THE RECORDS TO BREAK
If Lewis Hamilton takes victory in the 2021 Emilia Romagna Grand Prix, he will become the seventh driver to have taken multiple victories at Imola and fifth to have won at the circuit in consecutive seasons. Fernando Alonso could also become the seventh driver to have taken multiple wins here.
If Lewis Hamilton wins this race, it will be the nineteenth time that a driver has won the first two races of the season. It will be the first time it has happened since Sebastian Vettel won the 2018 Australian and Bahrain Grands Prix.
Should Lewis Hamilton remain in the lead of the Drivers’ Championship after the Emilia Romagna Grand Prix, he would equal Michael Schumacher as the driver to have led the championship on the most occasions. Schumacher led the title after 121 Grands Prix during his career – a number which Hamilton will equal if he leads after the Imola race.
If anyone other than Hamilton or Alonso wins the race, they will become the sixteenth driver to have taken a victory at Imola.
At the Bahrain Grand Prix, Lewis Hamilton, Valtteri Bottas and Max Verstappen equalled the record for the most common podium trio in Formula 1. If they finish together on the podium again this weekend, it would be the fifteenth time they have done so: a new record for the most common trio. The record is currently shared between this trio and Hamilton, Nico Rosberg and Sebastian Vettel.

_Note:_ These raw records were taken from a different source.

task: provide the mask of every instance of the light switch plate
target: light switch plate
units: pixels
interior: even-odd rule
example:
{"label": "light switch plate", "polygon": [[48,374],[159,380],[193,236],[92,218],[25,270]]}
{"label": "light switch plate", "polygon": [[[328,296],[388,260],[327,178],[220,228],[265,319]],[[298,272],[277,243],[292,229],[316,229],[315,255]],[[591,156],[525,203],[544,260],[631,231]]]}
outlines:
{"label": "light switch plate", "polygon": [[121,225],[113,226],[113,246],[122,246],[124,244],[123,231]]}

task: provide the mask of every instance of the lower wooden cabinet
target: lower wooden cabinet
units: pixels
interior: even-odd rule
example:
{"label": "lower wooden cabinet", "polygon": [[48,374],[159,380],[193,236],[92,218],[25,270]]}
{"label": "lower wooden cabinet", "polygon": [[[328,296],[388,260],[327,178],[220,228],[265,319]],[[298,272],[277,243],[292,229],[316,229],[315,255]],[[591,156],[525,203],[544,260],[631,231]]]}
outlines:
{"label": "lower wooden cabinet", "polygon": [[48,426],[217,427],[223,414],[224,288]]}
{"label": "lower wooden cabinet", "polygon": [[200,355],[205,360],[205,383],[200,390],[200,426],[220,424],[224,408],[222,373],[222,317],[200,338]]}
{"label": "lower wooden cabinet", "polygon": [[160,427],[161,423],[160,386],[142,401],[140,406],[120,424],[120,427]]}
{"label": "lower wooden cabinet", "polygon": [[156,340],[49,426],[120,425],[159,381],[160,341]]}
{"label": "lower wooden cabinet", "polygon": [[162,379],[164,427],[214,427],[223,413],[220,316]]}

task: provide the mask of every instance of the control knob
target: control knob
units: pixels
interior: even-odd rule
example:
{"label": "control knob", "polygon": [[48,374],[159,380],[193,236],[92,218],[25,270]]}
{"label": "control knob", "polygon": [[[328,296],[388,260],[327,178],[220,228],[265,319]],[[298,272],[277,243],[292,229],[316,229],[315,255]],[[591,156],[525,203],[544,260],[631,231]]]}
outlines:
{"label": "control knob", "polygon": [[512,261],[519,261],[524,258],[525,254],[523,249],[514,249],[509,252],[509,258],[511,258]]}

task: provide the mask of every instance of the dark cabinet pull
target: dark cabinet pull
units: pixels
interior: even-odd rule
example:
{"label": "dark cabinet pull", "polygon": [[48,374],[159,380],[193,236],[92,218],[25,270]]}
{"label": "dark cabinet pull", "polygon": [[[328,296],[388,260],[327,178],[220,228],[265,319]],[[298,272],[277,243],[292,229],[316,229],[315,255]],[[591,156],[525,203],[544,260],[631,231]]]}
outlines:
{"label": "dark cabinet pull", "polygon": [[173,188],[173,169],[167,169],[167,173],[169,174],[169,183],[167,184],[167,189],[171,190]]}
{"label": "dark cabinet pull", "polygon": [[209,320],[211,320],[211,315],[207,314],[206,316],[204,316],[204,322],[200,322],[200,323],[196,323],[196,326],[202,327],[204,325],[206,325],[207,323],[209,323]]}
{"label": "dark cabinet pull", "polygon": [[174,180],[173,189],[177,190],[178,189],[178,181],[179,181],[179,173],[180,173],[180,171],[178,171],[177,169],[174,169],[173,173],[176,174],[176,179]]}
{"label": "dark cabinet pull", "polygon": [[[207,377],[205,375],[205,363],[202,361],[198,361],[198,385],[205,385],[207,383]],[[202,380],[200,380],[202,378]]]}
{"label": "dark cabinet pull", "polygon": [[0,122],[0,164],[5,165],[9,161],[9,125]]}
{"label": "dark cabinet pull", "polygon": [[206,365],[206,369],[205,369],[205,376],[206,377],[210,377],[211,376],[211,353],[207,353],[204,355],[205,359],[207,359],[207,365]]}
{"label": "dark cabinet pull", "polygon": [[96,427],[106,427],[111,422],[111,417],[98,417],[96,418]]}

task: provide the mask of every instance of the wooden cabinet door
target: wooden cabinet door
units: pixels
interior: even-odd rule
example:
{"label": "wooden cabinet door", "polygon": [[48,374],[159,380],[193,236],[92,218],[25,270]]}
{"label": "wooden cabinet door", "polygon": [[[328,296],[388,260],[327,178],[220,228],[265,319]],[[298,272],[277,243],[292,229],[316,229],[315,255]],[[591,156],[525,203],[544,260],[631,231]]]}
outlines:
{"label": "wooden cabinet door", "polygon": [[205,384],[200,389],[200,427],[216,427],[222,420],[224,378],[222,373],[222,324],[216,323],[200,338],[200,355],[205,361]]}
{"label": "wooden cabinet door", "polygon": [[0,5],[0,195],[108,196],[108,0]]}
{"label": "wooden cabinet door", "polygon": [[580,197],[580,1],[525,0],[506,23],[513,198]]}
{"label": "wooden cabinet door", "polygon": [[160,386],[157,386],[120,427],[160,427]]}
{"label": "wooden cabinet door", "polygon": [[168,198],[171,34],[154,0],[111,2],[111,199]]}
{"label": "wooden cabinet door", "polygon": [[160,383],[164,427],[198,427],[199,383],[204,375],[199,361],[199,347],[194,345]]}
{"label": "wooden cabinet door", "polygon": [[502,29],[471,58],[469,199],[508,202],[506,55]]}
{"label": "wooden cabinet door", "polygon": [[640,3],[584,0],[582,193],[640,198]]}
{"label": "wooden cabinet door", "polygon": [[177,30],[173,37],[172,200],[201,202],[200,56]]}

If Valtteri Bottas or Kimi Raikkonen win the 2020 Emilia Romagna Grand Prix, they would become the first Finnish driver to win a Formula 1 race held in Italy.
Williams and Ferrari are currently tied for most team victories at the track. A win for either team would see them extend the record of most wins here to nine, while Mercedes could become the fifth team to have taken multiple wins at the circuit.
Kimi Raikkonen and Valtteri Bottas are the only drivers on the grid to have previously taken pole position at Imola. Should any non-Finnish driver take pole this weekend, they would become the fourteenth driver to start from pole at the track.
Mercedes will become the first team to see both cars reach Q3 at 50 consecutive races if both Lewis Hamilton and Valtteri Bottas qualify in the top ten at the Emilia Romagna Grand Prix. The last time a Mercedes car failed to reach Q3 was at the 2018 German Grand Prix.
Should the driver starting from second on the grid win the Emilia Romagna Grand Prix, this will be the 250th World Championship race won by the driver starting from second. Only polesitters have won more races, with 435 Grands Prix having been won from pole.
Should two British drivers finish on the podium at the Emilia Romagna Grand Prix, the nation would become the first to have recorded 700 top three results in Formula 1’s history.
If Kimi Raikkonen scores, he will become only the second driver to have a gap of over twenty years between his first and last points-scoring Grands Prix. Michael Schumacher is the only other driver who has achieved this.
A points-scoring finish for Sebastian Vettel would make him only the sixth driver to have scored points in fifteen consecutive seasons.
A pole position for Valtteri Bottas would be his seventeenth pole in Formula 1. Should he achieve it, he would move ahead of Stirling Moss and Felipe Massa on the list of non-World Champions with the most pole positions. Only Rene Arnoux, who took eighteen poles in his career, would remain ahead of the Finn.
If Kimi Raikkonen or Valtteri Bottas lead a lap, Finland will become the fifth nation to have had a driver lead in at least 200 Grands Prix. Meanwhile, should Daniel Ricciardo lead a lap, this will be the 100th Grand Prix in which an Australian driver has led a lap.